An appetizing and aromatic fish soup made from fresh frozen mackerel is ready. Leave it covered for 5-10 minutes to let it brew. Serve sprinkled with fresh chives or other herbs you like.


Finished ear


Serving option

And finally, a few tips:

  • Do not put too much cereal in the soup, as it will no longer be fish soup, and the soup will lose its transparency.
  • Do not overcook the mackerel - 7-10 minutes is enough for the fish to remain elastic and not overcooked, while it retains the beneficial substances and the aforementioned (and so valuable) Omega 3 fatty acids.
  • Cook the fish soup at a moderate boil so that the food does not boil over.
  • Do not add a large amount of additional spices to the dish; they will interrupt the taste and aroma of the fish broth.

Bon appetit. Cook and eat healthy.

Option 3: A simple recipe for spicy mackerel soup with millet - “Russian”

This fish soup recipe is often called “Pomeranian”, although the Pomors themselves do not consider it such. It is prepared relatively quickly and is good for a male company - the dish is quite filling, and spicy lovers will especially like it.

Ingredients:

  • mackerel - one fresh frozen carcass;
  • three potatoes;
  • four tablespoons of millet;
  • small sweet carrot and medium-sized onion;
  • small sweet pepper;
  • three tomatoes or a spoonful of pasta;
  • a spoonful of chopped garlic;
  • a pinch of hot pepper;
  • salt, ground coriander, savory;
  • green onions and dill.

How to cook

Pour boiling water over the millet for about five minutes. Drain and rinse with hot water - this will help get rid of the unpleasant bitterness.

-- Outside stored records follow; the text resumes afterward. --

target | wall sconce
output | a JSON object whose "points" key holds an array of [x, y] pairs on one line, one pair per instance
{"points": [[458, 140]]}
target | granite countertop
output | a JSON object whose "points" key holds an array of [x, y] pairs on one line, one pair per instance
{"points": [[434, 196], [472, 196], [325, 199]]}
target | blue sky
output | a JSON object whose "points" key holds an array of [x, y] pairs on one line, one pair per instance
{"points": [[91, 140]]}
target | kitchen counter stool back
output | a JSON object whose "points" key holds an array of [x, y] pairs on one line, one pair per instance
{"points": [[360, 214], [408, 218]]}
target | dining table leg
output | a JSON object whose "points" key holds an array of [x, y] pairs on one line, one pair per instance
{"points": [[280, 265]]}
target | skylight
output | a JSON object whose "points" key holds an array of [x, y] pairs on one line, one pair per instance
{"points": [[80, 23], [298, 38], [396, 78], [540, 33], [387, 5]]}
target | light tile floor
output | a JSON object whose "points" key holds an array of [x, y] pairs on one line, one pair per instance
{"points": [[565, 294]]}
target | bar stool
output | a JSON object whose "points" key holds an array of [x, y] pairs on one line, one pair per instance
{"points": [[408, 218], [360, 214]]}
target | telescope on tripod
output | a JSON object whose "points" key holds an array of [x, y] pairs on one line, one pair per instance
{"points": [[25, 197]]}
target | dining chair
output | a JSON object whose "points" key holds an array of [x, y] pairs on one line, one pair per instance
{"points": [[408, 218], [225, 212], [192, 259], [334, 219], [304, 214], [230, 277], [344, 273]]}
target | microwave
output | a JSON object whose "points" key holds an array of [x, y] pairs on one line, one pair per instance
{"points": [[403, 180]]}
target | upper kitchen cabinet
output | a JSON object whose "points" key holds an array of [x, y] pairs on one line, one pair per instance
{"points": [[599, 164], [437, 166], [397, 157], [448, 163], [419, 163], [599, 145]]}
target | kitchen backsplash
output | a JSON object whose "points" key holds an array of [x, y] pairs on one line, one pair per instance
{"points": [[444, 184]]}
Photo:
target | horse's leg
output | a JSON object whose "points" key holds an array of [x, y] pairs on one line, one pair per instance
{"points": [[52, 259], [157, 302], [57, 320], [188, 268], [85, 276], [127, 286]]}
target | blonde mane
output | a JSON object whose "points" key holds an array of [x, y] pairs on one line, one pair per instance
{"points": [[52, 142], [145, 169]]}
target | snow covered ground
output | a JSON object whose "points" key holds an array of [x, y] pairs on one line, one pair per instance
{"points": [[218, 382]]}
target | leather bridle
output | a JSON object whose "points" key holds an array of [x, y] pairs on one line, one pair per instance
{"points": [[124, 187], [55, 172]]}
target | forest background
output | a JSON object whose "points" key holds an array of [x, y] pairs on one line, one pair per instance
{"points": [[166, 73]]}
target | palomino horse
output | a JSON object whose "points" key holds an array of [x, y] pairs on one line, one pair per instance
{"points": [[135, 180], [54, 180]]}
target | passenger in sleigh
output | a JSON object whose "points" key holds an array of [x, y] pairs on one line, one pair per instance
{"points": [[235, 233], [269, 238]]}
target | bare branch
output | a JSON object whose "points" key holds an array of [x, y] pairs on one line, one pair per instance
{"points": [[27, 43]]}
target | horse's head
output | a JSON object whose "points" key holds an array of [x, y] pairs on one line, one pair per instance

Peel the onion, rinse and cut into very narrow slices. If you had to take half of a large one, cut it, tilting the blade slightly with each movement - the slices will be shorter.

Peel the pepper, rinse it from seeds, chop it into small cubes. Cut the peeled potatoes slightly larger.

We simply cut the tomatoes into 4 parts and rub them through a sieve with force - we get rid of the seeds and skin. Grate carrots without skin into a coarse grater.

We rinse and gut the fish, separate the head and tail, cut it open and remove the backbone. After rinsing again, cut into portions.

Add a little salt to two liters of boiling water, add the cereal, and leave for 10 minutes over low heat. Add the potatoes and record the same amount of time.

While the potatoes are boiling, we will have time to prepare the vegetables. Fry the onion in hot oil for about three minutes, add carrots, peppers, garlic, and heat for the same amount of time. Add fresh tomato (at least, paste slightly diluted with water), salt and pepper. Cover and simmer over very low heat for up to ten minutes.

To the almost ready millet with potatoes, add fish, frying, and spices. Add salt and cook until the potatoes and fish are fully cooked.

Turning off the heat, add chopped onion feathers and dill, leave for a quarter of an hour, or longer.